The third census since the end of apartheid began on Monday (10 October 2011) and continues to; Census 2011 got underway this week.
The nation-wide headcount will be carried out by 120 000 South Africa fieldworkers and targets 14-million households. The final bill is estimated to be around R2-billion.
A South African census is undertaken every 10 years, in line with international standards.
Residents –citizens or not – are legally obliged to answer the 75 questions in the 14-page form. The questions focus on demographics, migration, health, income, education, employment, fertility, mortality and access to services.
The final data will guide the allocation of state resources and provision of services such as health and education.
First to be counted were the homeless and children born in hospitals from midnight onwards on 10 October.
More difficult to count will be Zimbabwean nationals, many of whom reside illegally in South Africa. The Home Affairs department instituted a four-month Zimbabwe Documentation Process, which ended in December last year, in an attempt to regularise the residence of as many as 1,5-million Zimbabwean migrants. A moratorium – since lifted – was placed on the deportation of illegal Zimbabwean immigrants for the period.

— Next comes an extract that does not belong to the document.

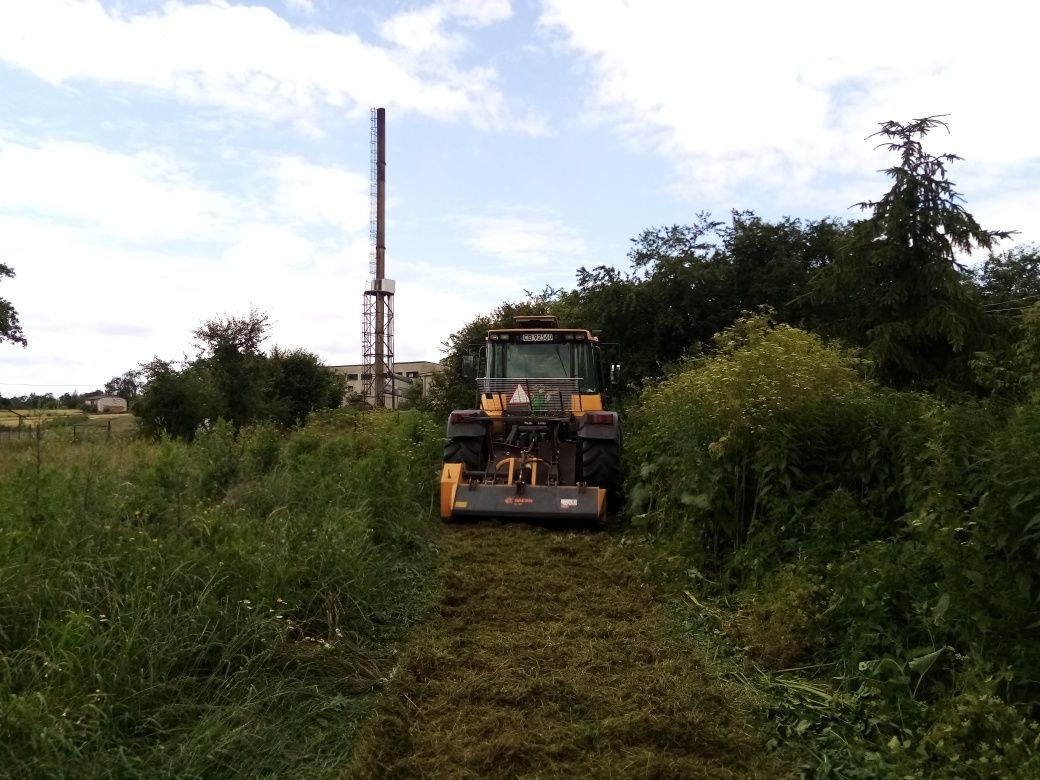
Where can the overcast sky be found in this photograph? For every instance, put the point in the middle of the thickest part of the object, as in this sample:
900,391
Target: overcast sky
165,162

The registration process met with limited success: only 275 000 Zimbabweans applied for residence permits. This can be partly attributed to distrust, widespread in Zimbabwean expatriate communities, of South African immigration and law enforcement officials.
The estimated million-plus illegal Zimbabwean immigrants are therefore likely to avoid the headcount – despite the legal obligation to answer the questions, and a statutory undertaking that no information can be shared or used for other purpose.